A few days ago I posted a story I wrote about what a modern Christmas might look like. Those thoughts really jaded my Christmas church experience, though I wonder if I’m just too cynical or if I’m truly disillusioned with the faults of the modern church.

On Christmas Eve we dressed up with the family and headed to church. A lot of my complaints stem from differences between a liturgical-based service and the more traditional free-flowing service I grew up with. But aside from those differences, I was just put off by how cliche Christianity has become. We sing about the Messiah finally coming and spending his first night on a bed of hay, and it just rolls off our back as part of the story. It doesn’t seem odd or challenging or amazing or any of the things it’s supposed to be.

Later in the service we sang about the dumb speaking, the lame walking, and the leper rejoicing. Those mean nothing to us. We say we believe in a Messiah who can make wheelchairs obsolete, but do we really believe it? This Messiah hangs with AIDS patients, why don’t we? The mentally handicapped that speak in slurs and we avoid, this Messiah approached them and brought healing. We can’t even approach them, much less think our God would heal them.

And then comes the fact that we dressed up for the evening. We dressed up to come to church, which is completely contrary to everything that Christ came for. It seems so right that we should put on our best before God. I’ve thought that many times in my life. But do we ever think how that appears to God? We are crap, and somehow a nice shirt and tie is going to make everything OK? God asks us to come as we are, not to dress ourselves up and pretend that everything is cool. God approaches us as we are in our brokenness, which is the very foundation of our faith, yet we’d rather tidy ourselves up to come to church.
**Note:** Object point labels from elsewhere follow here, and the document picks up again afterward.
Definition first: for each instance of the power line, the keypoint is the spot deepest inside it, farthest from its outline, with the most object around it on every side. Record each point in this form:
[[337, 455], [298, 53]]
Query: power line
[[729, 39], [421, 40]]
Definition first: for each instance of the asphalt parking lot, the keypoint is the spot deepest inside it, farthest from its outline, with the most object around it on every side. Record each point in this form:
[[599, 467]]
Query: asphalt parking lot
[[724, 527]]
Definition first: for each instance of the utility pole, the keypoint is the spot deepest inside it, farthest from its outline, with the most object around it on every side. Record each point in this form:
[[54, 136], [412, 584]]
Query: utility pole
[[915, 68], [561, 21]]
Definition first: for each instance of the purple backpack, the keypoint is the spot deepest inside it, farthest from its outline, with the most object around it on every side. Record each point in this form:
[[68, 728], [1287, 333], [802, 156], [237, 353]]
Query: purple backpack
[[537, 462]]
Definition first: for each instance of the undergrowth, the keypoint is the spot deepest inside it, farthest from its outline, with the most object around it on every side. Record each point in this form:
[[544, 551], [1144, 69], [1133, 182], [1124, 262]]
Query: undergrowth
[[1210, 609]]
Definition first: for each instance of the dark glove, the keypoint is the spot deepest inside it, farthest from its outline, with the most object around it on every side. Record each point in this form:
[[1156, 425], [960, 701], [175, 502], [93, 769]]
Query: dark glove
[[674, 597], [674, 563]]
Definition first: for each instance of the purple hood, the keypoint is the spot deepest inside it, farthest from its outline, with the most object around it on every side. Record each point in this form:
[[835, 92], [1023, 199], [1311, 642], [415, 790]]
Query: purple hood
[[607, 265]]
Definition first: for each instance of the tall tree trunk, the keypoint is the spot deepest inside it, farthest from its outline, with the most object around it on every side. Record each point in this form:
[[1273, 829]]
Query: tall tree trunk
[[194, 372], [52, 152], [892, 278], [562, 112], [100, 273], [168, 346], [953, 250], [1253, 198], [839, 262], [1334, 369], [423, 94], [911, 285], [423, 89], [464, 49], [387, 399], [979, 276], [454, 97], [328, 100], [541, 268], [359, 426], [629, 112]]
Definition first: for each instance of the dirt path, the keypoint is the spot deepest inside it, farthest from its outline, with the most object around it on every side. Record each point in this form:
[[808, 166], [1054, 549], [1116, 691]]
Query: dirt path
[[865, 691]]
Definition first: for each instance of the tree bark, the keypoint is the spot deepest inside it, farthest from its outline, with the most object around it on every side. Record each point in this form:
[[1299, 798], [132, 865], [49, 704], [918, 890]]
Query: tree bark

We’re denying our faith, and what’s worse, we’re driving people away because we refuse to accept them as they are. So many people are hurting in this world, just needing to be loved as they are. If only the church was doing our job these hurting folks would find welcoming arms in church, instead of judging eyes.

So many people who are put off by God are actually put off by Christians who despite all their claims don’t know anything about God.

My only prayer is that I can stop pretending to know anything about God and allow God to reveal himself in me.

2 thoughts on “The Broken Church”

  1. Kevin,

    It seems you’re making some dangerous sweeping generalizations in that post. How do you know whether the people around you find any particular thing to be amazing or not? I think the fact that so many of us keep showing up week after week implies that we believe Jesus is pretty amazing. Trust me, if I didn’t think Jesus was totally amazing, I would never in a million years give him the amount of money and time I do. I don’t think we have to show any outward signs (e.g. crying, rolling around on the floor, yelling, whatever) to show that we believe Jesus’ birth was amazing. We can believe it and show up and sing the songs just like everyone else, and that’s not a denial of any faith at all.

    I do agree about the clothing thing though. You probably knew that from seeing how I dress when I go to church.

    Who exactly isn’t accepting others in the church? Have you seen someone turn away a stranger at the door for not dressing nicely? I’m pretty sure that’s not happening.

  2. “Christians who acknowledge God with their lips, and then walk out the door and deny God by their actions is what an unbelieving world simply finds unbelievable.” -approximate quote from Brennan Manning.

    That’s what I’m talking about. I’m not looking for an outward sign like singing or shouting or falling on the floor. I’m looking for people who actually follow what God says. Just because you show up every week doesn’t mean anything. The Pharisees showed up every week.

    The fact that the world completely misunderstands us, and to avoid sweeping generalizations, friends and family members that I know completely misunderstand Christianity because me and many other Christians I see around me don’t really live like what we believe is true.

    And you don’t have to be turned away at the door to not be accepted. It’s the dirty looks, the stares, the judging eyes. Personally, I’ve had my mom instill in me this idea that I should dress up for church. That notion was backed up by everyone in my church. That’s simply an untrue notion, perhaps socially true, but certainly not theologically true. Instilling that kind of incorrect theology is just as bad as sending me out the door.